Misconception drives under-prescription of ORS

Presently, nearly half of diarrhoeal cases around the world do not receive ORS, according to researchers; study aims to raise awareness among healthcare providers about patients’ preferences for ORS and its usefulness

February 10, 2024 05:02 am | Updated 05:02 am IST - CHENNAI

Diarrhoea is a leading cause of death in children and ORS are a inexpensive treatment for it, but it is often not prescribed. File

Diarrhoea is a leading cause of death in children and ORS are a inexpensive treatment for it, but it is often not prescribed. File | Photo Credit: C. Venkatachalapathy

Most healthcare providers in developing countries know that Oral Rehydration Salts (ORS) are a lifesaving and inexpensive treatment for diarrhoea in children, but few prescribe it. Taking a closer look at this know-do gap, a new study has found that healthcare providers assume that patients do not want ORS, and this, in fact, played a major role in under-prescribing ORS.
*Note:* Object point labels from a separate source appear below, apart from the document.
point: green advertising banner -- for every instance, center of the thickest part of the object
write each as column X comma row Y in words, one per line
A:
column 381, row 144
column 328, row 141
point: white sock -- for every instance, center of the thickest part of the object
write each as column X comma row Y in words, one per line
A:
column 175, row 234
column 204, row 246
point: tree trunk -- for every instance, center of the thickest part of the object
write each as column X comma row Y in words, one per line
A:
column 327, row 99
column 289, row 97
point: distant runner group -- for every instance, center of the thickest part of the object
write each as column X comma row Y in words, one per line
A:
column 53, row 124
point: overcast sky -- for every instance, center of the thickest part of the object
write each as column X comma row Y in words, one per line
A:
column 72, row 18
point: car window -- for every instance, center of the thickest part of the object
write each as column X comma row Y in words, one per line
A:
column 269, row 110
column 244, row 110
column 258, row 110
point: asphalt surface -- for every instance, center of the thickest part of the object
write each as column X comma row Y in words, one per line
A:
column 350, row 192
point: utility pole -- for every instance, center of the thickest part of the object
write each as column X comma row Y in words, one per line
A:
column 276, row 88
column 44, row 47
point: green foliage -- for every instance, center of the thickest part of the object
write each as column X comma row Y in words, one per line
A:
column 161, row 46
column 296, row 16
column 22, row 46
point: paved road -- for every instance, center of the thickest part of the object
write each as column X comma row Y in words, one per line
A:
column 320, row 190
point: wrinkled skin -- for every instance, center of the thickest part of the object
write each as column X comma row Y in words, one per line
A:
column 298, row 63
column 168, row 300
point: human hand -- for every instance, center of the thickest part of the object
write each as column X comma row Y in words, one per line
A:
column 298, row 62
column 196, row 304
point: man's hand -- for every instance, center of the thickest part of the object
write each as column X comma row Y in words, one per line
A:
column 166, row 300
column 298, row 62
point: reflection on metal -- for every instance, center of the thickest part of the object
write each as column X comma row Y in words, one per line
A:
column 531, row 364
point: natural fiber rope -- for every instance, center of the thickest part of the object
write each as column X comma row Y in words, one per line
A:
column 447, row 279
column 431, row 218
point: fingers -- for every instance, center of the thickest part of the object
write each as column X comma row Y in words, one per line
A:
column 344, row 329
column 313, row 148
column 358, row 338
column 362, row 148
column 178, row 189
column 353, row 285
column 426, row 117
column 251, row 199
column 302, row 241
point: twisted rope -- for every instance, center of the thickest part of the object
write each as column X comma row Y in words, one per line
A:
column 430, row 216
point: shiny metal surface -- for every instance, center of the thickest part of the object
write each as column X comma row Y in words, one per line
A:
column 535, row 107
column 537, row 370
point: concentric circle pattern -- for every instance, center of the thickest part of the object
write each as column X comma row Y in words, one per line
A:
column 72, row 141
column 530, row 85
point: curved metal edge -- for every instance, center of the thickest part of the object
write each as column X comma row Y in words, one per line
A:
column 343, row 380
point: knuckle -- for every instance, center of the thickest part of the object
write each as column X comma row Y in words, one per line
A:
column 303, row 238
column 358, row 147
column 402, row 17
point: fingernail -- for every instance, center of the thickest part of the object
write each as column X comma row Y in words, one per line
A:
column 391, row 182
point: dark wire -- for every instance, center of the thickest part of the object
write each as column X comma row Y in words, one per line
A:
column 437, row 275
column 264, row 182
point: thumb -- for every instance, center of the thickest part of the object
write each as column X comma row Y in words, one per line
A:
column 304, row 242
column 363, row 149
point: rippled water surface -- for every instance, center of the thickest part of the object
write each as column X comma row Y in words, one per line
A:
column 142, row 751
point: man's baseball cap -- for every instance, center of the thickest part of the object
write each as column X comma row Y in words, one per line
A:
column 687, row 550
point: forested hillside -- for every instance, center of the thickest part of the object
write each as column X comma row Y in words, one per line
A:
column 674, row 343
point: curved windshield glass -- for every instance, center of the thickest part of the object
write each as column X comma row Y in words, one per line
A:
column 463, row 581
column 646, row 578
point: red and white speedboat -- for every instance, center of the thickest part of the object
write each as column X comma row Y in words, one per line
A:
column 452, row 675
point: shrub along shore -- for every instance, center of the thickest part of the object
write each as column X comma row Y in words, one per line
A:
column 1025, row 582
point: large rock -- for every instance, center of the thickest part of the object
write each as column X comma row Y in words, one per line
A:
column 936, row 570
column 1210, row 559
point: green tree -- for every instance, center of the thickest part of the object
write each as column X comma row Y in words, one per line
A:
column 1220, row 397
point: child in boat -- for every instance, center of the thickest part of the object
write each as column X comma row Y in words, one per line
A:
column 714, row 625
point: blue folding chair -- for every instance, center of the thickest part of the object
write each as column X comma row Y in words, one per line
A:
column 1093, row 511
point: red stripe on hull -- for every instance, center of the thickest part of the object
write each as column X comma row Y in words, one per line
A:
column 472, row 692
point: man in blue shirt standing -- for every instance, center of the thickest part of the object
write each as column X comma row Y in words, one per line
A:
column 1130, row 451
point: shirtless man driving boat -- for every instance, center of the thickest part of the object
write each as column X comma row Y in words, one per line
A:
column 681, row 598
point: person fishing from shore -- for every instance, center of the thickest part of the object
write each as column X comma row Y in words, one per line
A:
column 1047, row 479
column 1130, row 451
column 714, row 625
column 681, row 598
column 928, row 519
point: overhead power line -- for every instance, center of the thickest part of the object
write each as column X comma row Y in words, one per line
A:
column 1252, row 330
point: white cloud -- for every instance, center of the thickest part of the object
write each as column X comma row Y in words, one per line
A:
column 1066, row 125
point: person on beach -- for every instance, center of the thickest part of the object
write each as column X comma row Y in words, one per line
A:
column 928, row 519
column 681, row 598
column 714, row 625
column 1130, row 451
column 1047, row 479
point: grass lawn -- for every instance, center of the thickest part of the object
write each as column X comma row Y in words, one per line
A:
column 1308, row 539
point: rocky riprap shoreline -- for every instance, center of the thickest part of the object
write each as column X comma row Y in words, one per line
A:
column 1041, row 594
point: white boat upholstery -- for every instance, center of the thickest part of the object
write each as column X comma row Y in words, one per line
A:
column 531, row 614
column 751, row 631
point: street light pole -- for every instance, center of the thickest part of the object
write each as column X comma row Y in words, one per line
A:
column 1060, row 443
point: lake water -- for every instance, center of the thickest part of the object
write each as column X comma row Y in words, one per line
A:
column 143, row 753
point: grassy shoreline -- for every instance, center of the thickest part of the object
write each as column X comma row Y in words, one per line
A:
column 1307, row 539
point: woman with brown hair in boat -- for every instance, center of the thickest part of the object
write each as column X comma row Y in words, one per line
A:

Diarrhoea is a leading cause of death in children, and lives could be saved with a low-cost and widely available treatment - ORS. However, presently, nearly half of diarrhoeal cases around the world do not receive ORS, according to researchers from institutions in the U.S. and India, including the Department of Economics, Sociology and Statistics, RAND Corporation (U.S.), Sanford School of Public Policy, Duke University, Center for Public Policy, Indian Institute of Management-Bangalore, Karnataka, and Sol Price School of Public Policy, University of Southern California.

The study published in Science used a randomised controlled trial to simultaneously study the role of three leading explanations for under-prescribing of ORS - providers might think patients prefer non-ORS treatments such as antibiotics or dislike ORS because of poor taste and perceptions that ORS is not a real medicine; providers could be responding to financial incentives to sell more profitable alternatives (ORS is inexpensive and antibiotics generate nearly double the profit); and ORS stock-outs, the study authors said.

More than 2,000 providers across 253 medium-sized towns in Karnataka and Bihar participated in the study. Standardised patients (actors trained to act as patients) made unannounced visits during which they presented a case of diarrhoea for their two-year-old child. To estimate the effect of ORS stock-outs, the researchers randomly assigned all providers in half of the 253 towns to receive a six-week supply of ORS.

They found that provider misperceptions that patients do not want ORS play the biggest role in the underprescribing of ORS. They estimated that provider misperceptions explained 42% of underprescribing, whereas stock-outs and financial incentives explained only 6% and 5% respectively.

The study said 28% providers prescribed/dispensed ORS when standardised patients expressed no preference, and 55% prescribed ORS when they expressed an ORS preference. The providers thought only 18% of their patients want ORS on an average, while it was the most preferred treatment reported by patients in household surveys.

A press release from the University of Southern California, quoting the authors said, these results could be used to design interventions that encourage patients and caretakers to express preference for ORS when seeking care as well as efforts to raise awareness among providers about patients’ preferences.